Nel corso di un importante esperimento scientifico alcuni scienziati hanno creato modelli di embrioni umani senza i classici “ingredienti” naturali come ovuli e sperma. La ricerca, fatta notare da The Guardian, potrebbe portare a nuove scoperte nel campo della salute, della genetica e del trattamento di alcune patologie.
La scienza, tuttavia, non ha potuto non sollevare alcune questioni etiche. I modelli embrionali sono stati prodotti grazie a cellule staminali, coltivate grazie a un embrione tradizionale in laboratorio. È possibile programmare le cellule staminali per farle sviluppare in qualsiasi tipo di altra cellula ed è così che vengono usate in un organismo per adempiere a funzioni di crescita e riparazione.
Embrioni umani artificiali fatti evolvere: cosa è successo?
Come informa Sciencealert, nell’esperimento in questione, le cellule staminali sono state attentamente persuase a diventare cellule precursori che alla fine sarebbero diventate il sacco vitellino, la placenta e quindi l’embrione vero e proprio. Un documento sulla svolta deve ancora essere pubblicato, quindi sarà necessario attendere i dettagli su come esattamente è stato raggiunto qiesto risultato.

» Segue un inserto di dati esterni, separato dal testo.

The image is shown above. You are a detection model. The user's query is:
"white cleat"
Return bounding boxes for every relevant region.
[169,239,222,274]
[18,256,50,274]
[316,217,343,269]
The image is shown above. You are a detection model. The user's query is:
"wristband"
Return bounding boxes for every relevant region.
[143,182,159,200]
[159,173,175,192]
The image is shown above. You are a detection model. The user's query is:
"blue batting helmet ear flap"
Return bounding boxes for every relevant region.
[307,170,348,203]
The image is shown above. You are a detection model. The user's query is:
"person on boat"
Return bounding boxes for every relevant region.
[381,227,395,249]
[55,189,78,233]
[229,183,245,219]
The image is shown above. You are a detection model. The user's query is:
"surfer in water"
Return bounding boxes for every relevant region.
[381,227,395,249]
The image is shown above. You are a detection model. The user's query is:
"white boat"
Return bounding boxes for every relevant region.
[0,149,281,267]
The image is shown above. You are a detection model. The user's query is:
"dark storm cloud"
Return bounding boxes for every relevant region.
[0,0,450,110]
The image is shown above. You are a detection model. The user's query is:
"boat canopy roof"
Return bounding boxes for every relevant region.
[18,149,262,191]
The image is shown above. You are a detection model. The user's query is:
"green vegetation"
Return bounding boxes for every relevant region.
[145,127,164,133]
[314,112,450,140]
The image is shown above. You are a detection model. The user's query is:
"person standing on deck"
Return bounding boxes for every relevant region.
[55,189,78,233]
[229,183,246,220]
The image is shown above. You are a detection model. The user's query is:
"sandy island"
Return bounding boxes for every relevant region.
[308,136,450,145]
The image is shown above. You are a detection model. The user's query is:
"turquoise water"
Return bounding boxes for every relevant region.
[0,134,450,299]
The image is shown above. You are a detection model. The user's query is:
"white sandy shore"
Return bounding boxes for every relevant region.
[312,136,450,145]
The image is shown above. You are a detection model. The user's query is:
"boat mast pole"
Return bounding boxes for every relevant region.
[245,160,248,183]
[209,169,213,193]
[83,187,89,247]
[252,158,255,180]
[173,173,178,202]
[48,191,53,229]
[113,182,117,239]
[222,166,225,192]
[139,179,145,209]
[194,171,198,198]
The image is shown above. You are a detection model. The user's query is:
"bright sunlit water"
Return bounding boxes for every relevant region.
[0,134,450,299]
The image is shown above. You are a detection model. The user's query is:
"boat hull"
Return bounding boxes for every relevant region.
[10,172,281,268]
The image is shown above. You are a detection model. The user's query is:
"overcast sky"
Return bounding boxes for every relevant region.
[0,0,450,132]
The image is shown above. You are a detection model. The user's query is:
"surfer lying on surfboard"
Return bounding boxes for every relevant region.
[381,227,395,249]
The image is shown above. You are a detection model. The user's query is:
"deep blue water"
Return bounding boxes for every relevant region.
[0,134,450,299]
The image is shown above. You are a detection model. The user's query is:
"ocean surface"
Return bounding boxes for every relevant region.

Il lavoro è stato condotto dalla biologa Magdalena Żernicka-Goetz, dell’Università di Cambridge nel Regno Unito, insieme a colleghi del Regno Unito e degli Stati Uniti. Nel 2022, un team guidato da Zernicka-Goetz era riuscito a far crescere con successo embrioni di topo con cervelli e cuori primitivi.
Siamo ancora agli inizi
Bisogna però sottolineare come al momento la scienza è ancora molto lontana dalla creazione di bambini in maniera artificiale. Queste sono strutture simili a embrioni, senza cuore o cervello: sono più simili a modelli di embrioni che sono in grado di imitare alcune, ma non tutte, le caratteristiche di un embrione normale.
“È importante sottolineare che questi non sono embrioni sintetici, ma modelli di embrioni”, ha scritto Zernicka-Goetz su Twitter. “La nostra ricerca non ha la finalità di creare la vita, ma di salvarla”. Uno dei modi in cui questa ricerca potrebbe salvare vite umane consiste nell’aiutare a esaminare il motivo per cui molte gravidanze falliscono nella fase in cui questi embrioni artificiali si replicano. Se questi primi istanti possono essere studiati in un laboratorio, dovremmo poter riuswcire ad acquisire una maggiore comprensione.
Come altro sarà possibile utilizzare tali scoperte?
Queste tecniche potranno essere utilizzate anche per saperne di più su come si sviluppano le malattie genetiche comuni nelle prime fasi della vita. Una volta che ci sarà una maggiore conoscenza di come iniziano, saremo in una posizione migliore per fare qualcosa al riguardo. Allo stesso tempo, ci sono preoccupazioni su dove potrebbe portare questo tipo di creazione di modelli di embrioni. Gli scienziati affermano che sono necessarie norme forti per controllare questo tipo di ricerca, norme che al momento non esistono realmente.
Bisogna fare i conti con questioni etiche
Rodrigo Suarez dell’Università del Queensland in Australia, che è stato coinvolto nella ricerca, ha affermato: “Questi nuovi test in vitro apriranno la strada a studi futuri che mirano a svelare i meccanismi dello sviluppo umano, nonché gli effetti delle anomalie ambientali e genetiche. Come con la maggior parte delle tecnologie emergenti, la società dovrà bilanciare le prove sui rischi e i benefici di questo approccio e aggiornare di conseguenza l’attuale legislazione”.
Come sottolineato dalla ricercatrice di bioetica Rachel Ankeny dell’Università di Adelaide, che non era coinvolta nella ricerca, oggi i ricercatori si attengono alla “regola dei 14 giorni” che limita l’uso di embrioni umani in laboratorio, richiedendo che gli embrioni umani possano essere coltivati in vitro solo per un massimo di 2 settimane.
Regole come questa, così come quelle nuove che potrebbero essere introdotte man mano che questa ricerca continua, ci costringono a porre domande fondamentali circa la nostra concezione della vita: quando inizia essa di preciso? Quando un individuo può essere definito tale e quindi esistente? Ankeny ha affermato: “Dobbiamo coinvolgere il pubblico su comprensione e aspettative da questo tipo di ricerca e più in generale sulle opinioni circa lo sviluppo umano iniziale”.